Z kolei Marcin jest muzykiem, który już wkrótce zamierza oświadczyć się Hannie – pracującej wśród dzieci pani pedagog. Wychowywany bez ojca i wciąż traktowany przez ukochaną mamusię jak mały chłopiec, uważa jej towarzystwo za niezbędne, przez co teściowa nieustannie uczestniczy w życiu Hanki dając jej niezbędne wskazówki, pouczenia i rady. Niezdrowy trójkąt wydaje się zmierzać w jedną stronę – w kierunku usatysfakcjonowania operowego perkusisty. Co więcej, niepodzielająca muzycznej pasji przyszłego narzeczonego dziewczyna budzi wiele niesnasek i stawia pytanie, czy aby na pewno ta para ma przed sobą świetlaną przyszłość?

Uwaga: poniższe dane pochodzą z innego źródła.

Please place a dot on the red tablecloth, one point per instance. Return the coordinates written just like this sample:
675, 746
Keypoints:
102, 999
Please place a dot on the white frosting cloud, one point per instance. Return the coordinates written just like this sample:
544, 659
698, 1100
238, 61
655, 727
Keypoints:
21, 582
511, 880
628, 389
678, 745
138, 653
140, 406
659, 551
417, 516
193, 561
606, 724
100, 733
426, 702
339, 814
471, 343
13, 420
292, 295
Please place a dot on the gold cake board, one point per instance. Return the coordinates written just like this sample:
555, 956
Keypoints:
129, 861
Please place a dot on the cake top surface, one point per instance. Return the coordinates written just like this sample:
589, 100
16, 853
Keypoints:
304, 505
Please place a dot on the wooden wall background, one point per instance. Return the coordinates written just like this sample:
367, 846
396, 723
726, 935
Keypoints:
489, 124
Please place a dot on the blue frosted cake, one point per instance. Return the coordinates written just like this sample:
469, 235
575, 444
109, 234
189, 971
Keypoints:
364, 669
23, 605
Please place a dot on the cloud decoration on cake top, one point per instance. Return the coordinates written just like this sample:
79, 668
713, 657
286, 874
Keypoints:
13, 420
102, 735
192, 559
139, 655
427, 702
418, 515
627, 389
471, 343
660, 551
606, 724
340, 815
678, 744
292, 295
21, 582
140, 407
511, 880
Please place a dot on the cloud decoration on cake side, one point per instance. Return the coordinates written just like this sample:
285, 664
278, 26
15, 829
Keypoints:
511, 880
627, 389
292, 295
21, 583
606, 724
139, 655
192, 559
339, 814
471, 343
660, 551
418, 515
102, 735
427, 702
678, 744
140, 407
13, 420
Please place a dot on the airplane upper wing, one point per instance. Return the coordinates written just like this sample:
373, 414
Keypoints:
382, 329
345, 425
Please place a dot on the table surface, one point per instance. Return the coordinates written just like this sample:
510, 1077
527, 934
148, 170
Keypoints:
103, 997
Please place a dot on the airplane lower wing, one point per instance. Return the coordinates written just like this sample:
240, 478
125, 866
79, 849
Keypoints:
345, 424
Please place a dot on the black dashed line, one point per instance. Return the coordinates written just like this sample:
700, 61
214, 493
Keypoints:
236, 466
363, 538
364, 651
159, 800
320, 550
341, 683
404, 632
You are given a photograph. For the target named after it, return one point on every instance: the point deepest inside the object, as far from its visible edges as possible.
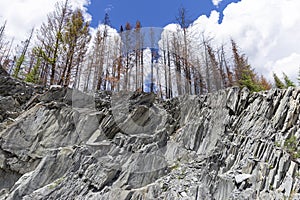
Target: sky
(268, 32)
(154, 13)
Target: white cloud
(267, 32)
(216, 2)
(23, 15)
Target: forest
(65, 51)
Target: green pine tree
(18, 66)
(287, 81)
(278, 83)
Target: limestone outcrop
(61, 143)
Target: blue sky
(151, 13)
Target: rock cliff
(63, 144)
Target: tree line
(65, 53)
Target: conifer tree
(278, 83)
(288, 82)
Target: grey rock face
(65, 144)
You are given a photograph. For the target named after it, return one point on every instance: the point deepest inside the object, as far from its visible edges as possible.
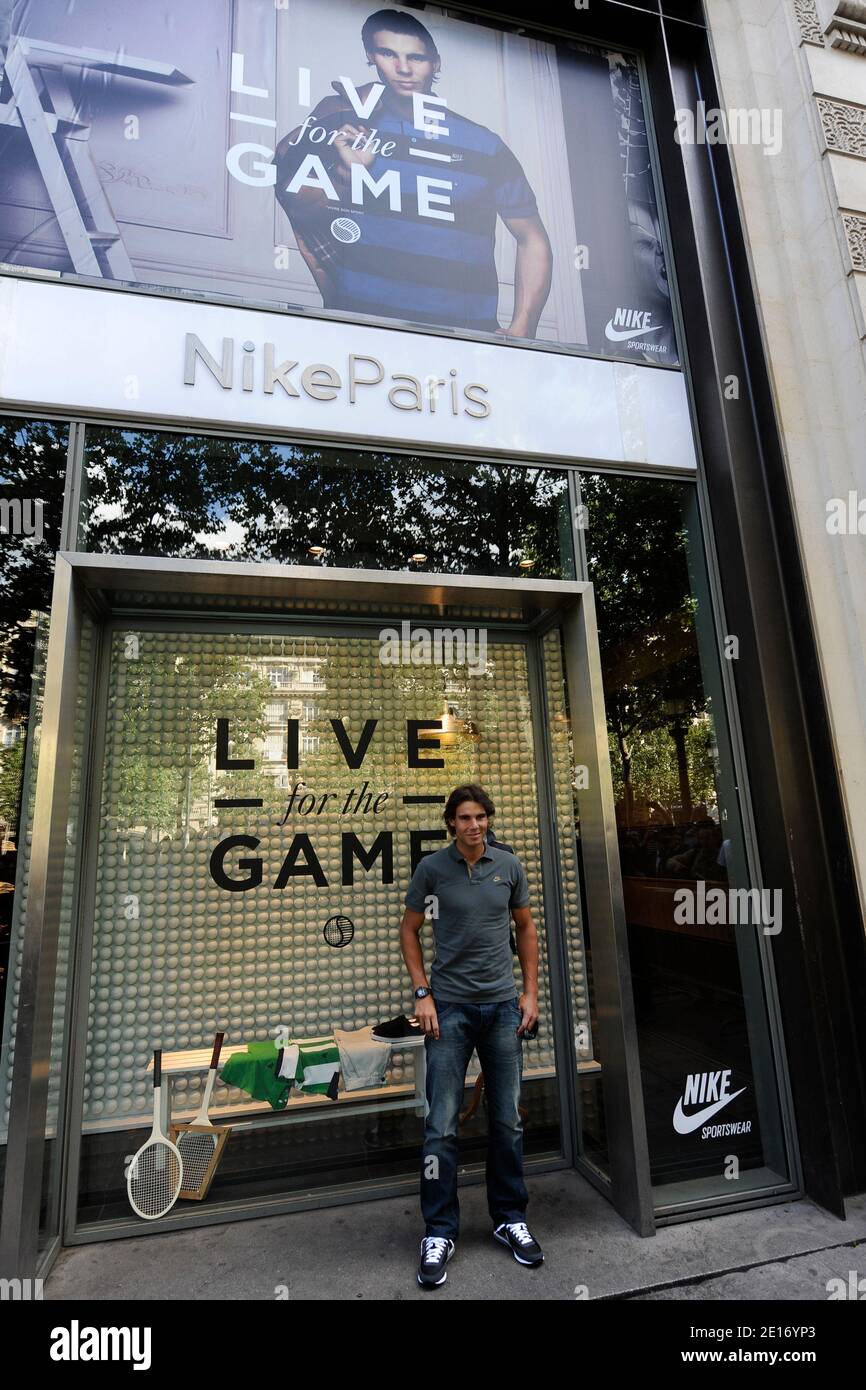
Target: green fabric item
(317, 1072)
(255, 1073)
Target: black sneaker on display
(435, 1253)
(399, 1027)
(517, 1237)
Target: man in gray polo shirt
(473, 890)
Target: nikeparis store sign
(398, 166)
(171, 360)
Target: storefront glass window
(32, 477)
(223, 499)
(250, 868)
(697, 926)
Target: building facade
(402, 398)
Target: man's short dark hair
(470, 791)
(399, 22)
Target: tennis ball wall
(175, 957)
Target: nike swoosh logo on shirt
(685, 1123)
(617, 335)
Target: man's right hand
(426, 1014)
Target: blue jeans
(489, 1029)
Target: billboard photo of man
(395, 211)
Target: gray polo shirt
(474, 962)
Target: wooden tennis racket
(199, 1141)
(156, 1173)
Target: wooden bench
(196, 1061)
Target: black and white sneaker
(398, 1029)
(523, 1246)
(435, 1253)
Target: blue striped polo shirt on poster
(407, 264)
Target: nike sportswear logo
(685, 1123)
(617, 335)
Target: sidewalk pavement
(370, 1251)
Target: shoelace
(434, 1248)
(520, 1230)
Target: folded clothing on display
(256, 1073)
(396, 1029)
(316, 1066)
(267, 1072)
(363, 1058)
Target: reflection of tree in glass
(637, 558)
(164, 779)
(160, 494)
(32, 466)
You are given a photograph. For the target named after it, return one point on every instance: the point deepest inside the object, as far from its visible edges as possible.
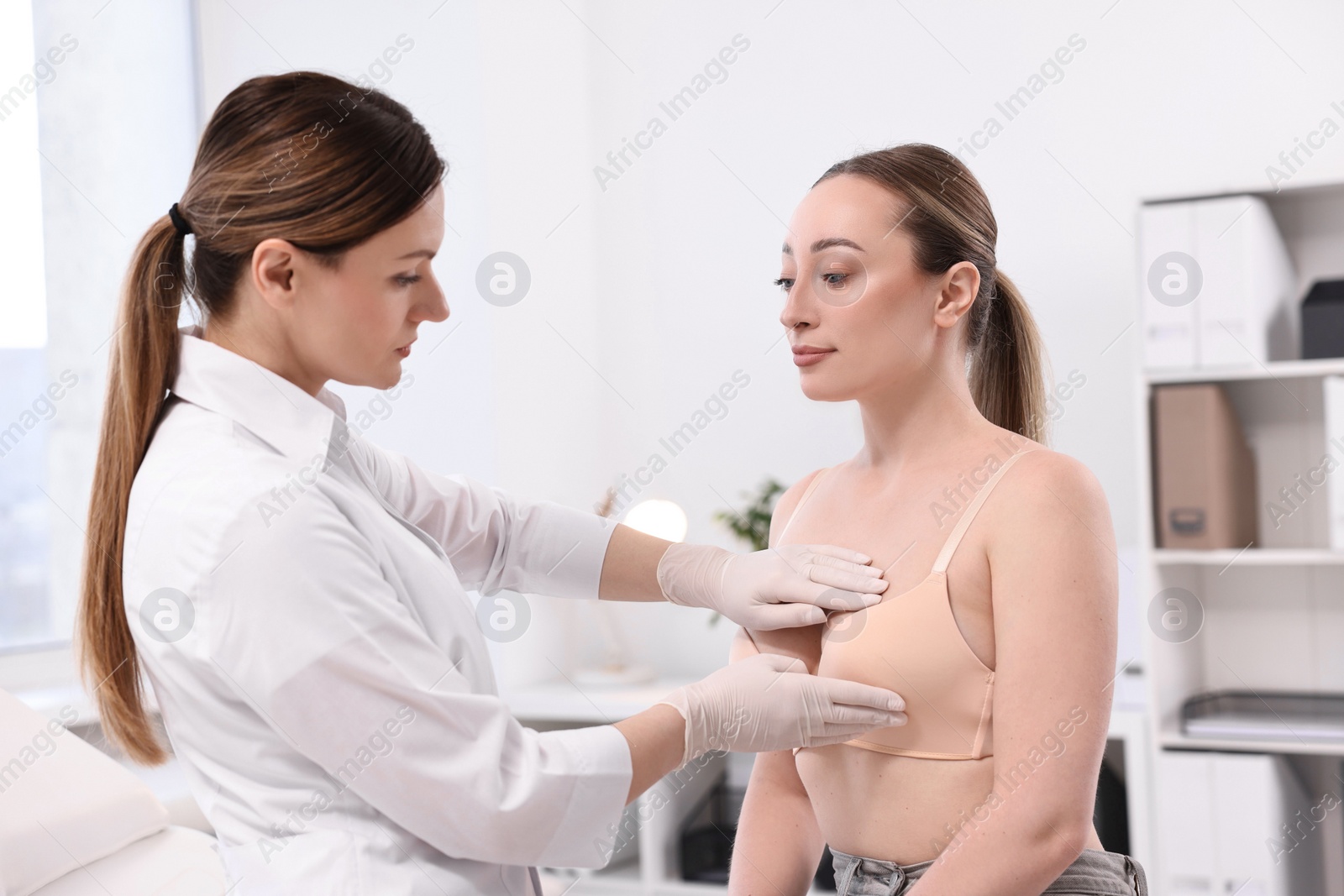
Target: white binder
(1216, 285)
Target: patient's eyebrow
(826, 244)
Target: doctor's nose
(434, 305)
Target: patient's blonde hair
(948, 217)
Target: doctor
(296, 595)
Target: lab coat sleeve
(302, 625)
(494, 539)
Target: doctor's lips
(806, 355)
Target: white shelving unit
(1273, 611)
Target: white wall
(654, 291)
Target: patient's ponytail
(949, 221)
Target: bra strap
(964, 523)
(806, 493)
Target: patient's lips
(806, 355)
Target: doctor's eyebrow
(826, 244)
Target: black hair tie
(178, 221)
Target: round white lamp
(663, 520)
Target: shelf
(1176, 741)
(1268, 371)
(1249, 557)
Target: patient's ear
(958, 289)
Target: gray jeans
(1093, 873)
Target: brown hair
(300, 156)
(949, 221)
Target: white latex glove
(769, 701)
(792, 584)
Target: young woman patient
(999, 626)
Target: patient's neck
(916, 419)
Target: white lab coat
(324, 681)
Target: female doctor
(297, 595)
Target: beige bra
(911, 644)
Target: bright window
(26, 406)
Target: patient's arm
(779, 844)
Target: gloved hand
(769, 701)
(792, 584)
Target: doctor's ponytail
(302, 156)
(949, 221)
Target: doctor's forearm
(629, 569)
(658, 741)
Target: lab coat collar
(270, 407)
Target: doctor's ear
(958, 289)
(276, 265)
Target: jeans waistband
(1093, 873)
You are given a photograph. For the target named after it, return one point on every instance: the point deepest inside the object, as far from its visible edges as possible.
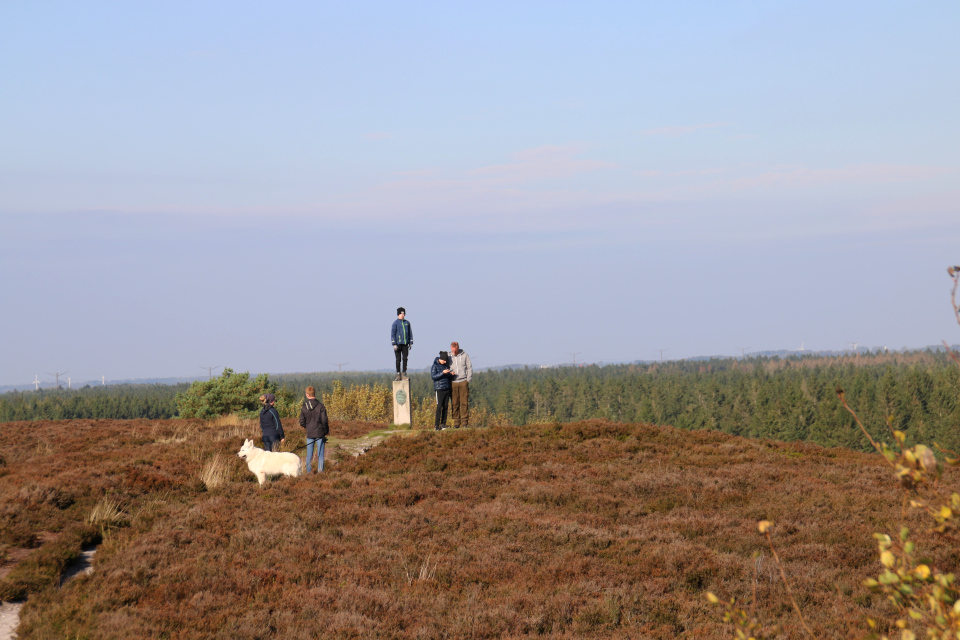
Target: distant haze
(184, 186)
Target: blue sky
(188, 184)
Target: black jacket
(441, 380)
(313, 418)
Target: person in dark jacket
(442, 376)
(313, 418)
(401, 337)
(270, 425)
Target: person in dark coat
(313, 418)
(442, 376)
(401, 337)
(270, 425)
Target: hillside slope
(586, 530)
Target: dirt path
(10, 611)
(9, 619)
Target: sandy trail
(10, 611)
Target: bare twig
(764, 527)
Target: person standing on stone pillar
(463, 370)
(401, 337)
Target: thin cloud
(540, 163)
(860, 173)
(682, 130)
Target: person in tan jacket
(461, 367)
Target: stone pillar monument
(401, 402)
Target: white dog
(269, 463)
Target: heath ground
(583, 530)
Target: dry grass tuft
(216, 472)
(106, 513)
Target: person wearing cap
(313, 418)
(270, 425)
(460, 388)
(442, 376)
(401, 337)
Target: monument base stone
(401, 402)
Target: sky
(196, 184)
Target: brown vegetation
(586, 530)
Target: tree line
(791, 398)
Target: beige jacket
(460, 365)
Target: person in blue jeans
(270, 425)
(313, 418)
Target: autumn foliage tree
(231, 392)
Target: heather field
(581, 530)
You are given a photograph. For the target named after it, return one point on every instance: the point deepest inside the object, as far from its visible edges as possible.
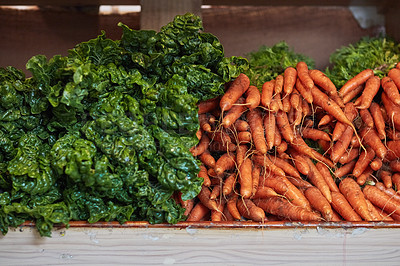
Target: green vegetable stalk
(104, 133)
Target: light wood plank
(199, 246)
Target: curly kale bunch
(104, 133)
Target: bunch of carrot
(299, 149)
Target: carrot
(286, 166)
(304, 76)
(345, 169)
(367, 118)
(244, 137)
(285, 129)
(208, 105)
(379, 121)
(353, 94)
(203, 122)
(284, 187)
(394, 74)
(354, 195)
(315, 134)
(241, 125)
(396, 181)
(224, 163)
(278, 84)
(265, 192)
(267, 92)
(245, 178)
(356, 81)
(255, 178)
(300, 162)
(201, 146)
(249, 210)
(319, 202)
(253, 97)
(316, 178)
(264, 161)
(198, 212)
(363, 161)
(305, 92)
(234, 92)
(203, 174)
(204, 197)
(234, 113)
(370, 137)
(229, 184)
(343, 207)
(386, 178)
(365, 176)
(381, 200)
(283, 208)
(289, 80)
(231, 205)
(269, 126)
(254, 118)
(395, 165)
(391, 89)
(376, 164)
(351, 113)
(371, 88)
(324, 170)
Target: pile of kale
(103, 134)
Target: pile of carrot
(300, 149)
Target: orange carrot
(249, 210)
(278, 84)
(381, 200)
(370, 137)
(267, 92)
(319, 202)
(208, 105)
(379, 121)
(305, 92)
(234, 113)
(283, 208)
(253, 97)
(391, 89)
(245, 178)
(231, 204)
(269, 126)
(324, 170)
(372, 86)
(285, 129)
(254, 118)
(343, 207)
(241, 125)
(345, 169)
(203, 174)
(315, 134)
(224, 163)
(304, 76)
(356, 81)
(367, 117)
(363, 161)
(229, 184)
(290, 77)
(234, 92)
(198, 212)
(354, 195)
(316, 178)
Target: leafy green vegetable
(104, 133)
(377, 53)
(268, 62)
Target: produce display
(162, 127)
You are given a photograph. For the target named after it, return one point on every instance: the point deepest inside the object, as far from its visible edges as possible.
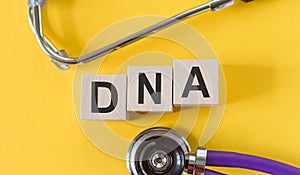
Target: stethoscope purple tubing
(237, 160)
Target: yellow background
(257, 44)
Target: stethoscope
(60, 57)
(160, 150)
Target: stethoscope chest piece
(157, 151)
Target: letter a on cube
(103, 97)
(195, 82)
(149, 89)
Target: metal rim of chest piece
(157, 151)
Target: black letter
(114, 97)
(190, 87)
(156, 96)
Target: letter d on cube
(103, 97)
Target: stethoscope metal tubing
(49, 48)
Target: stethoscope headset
(160, 151)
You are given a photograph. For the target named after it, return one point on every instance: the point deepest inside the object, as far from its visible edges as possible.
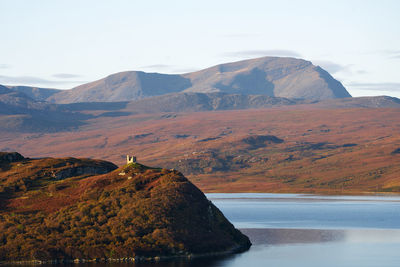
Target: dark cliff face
(132, 211)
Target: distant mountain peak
(272, 76)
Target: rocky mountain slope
(270, 76)
(133, 212)
(36, 93)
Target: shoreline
(189, 256)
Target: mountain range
(271, 76)
(216, 125)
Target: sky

Pewnego dnia, w jednej z aptek oraz w progach galerii sztuki, losy tych czterech osób krzyżują się, by dać im do zrozumienia czego tak naprawdę chcą. Co z tego wyniknie?
Hanna, Marcin, Andrzej i Łucja to zwyczajni, zagubieni ludzie, którzy wyruszywszy na poszukiwanie szczęścia, widząc zalążek mety, powyrzucali mapy i kompasy. Próbując doszukać się uczucia u boku kogoś, z kim tak naprawdę mają niewiele wspólnego, rzucają się w wir tornada mogącego zniszczyć nie tylko wszystko wokół, ale także ich samych. Łucja i Marcin hołdują artystycznym ideałom i z pewnością potrafiliby znaleźć wspólny język, ale przecież nie są parą. Nieco bardziej przyziemni wydają się być Hanna i Andrzej, z kolei jednak także im los nie pozwolił rzucić się w ramiona. Kiedy więc niby pewni swoich uczuć bohaterowie spotykają bratnie dusze, a przedstawione tu zestawienie imion ożywa i łączy ze sobą dotąd nieznanych sobie ludzi, teraźniejszość i przyszłość każdego z nich zaczyna ulegać zmianie. Czy jednak tak łatwo zejść ze stabilnego gruntu i oddając się chwili, zostawić za sobą całą przeszłość?
Agata Kołakowska pokazuje bardzo przyziemny i realny scenariusz, stawiając na pierwszym planie niespełnione oczekiwania przebywających ze sobą ludzi. Szykując wybuchowe mieszanki osobowości poszczególnych bohaterów nadaje im niepowtarzalności i wyraźnych rysów, pozwalając na dokładne ich odtworzenie w umyśle czytelnika. Autorka zabiera w świat zakłamania, gdzie każda postać zaczyna z czasem nosić jakąś maskę. Pokazuje ludzkie słabości, niezdecydowanie, ale też magię chwili, która może wpłynąć nie tylko na dobrze przeżyty dzień, ale też przynosić nadzieję na najbliższą przyszłość. Zawahanie, rozterki, niesprawiedliwości i oczekiwania, a także te wypowiedziane i niewypowiedziane słowa, od których zależy to, jak potoczy się całe życie.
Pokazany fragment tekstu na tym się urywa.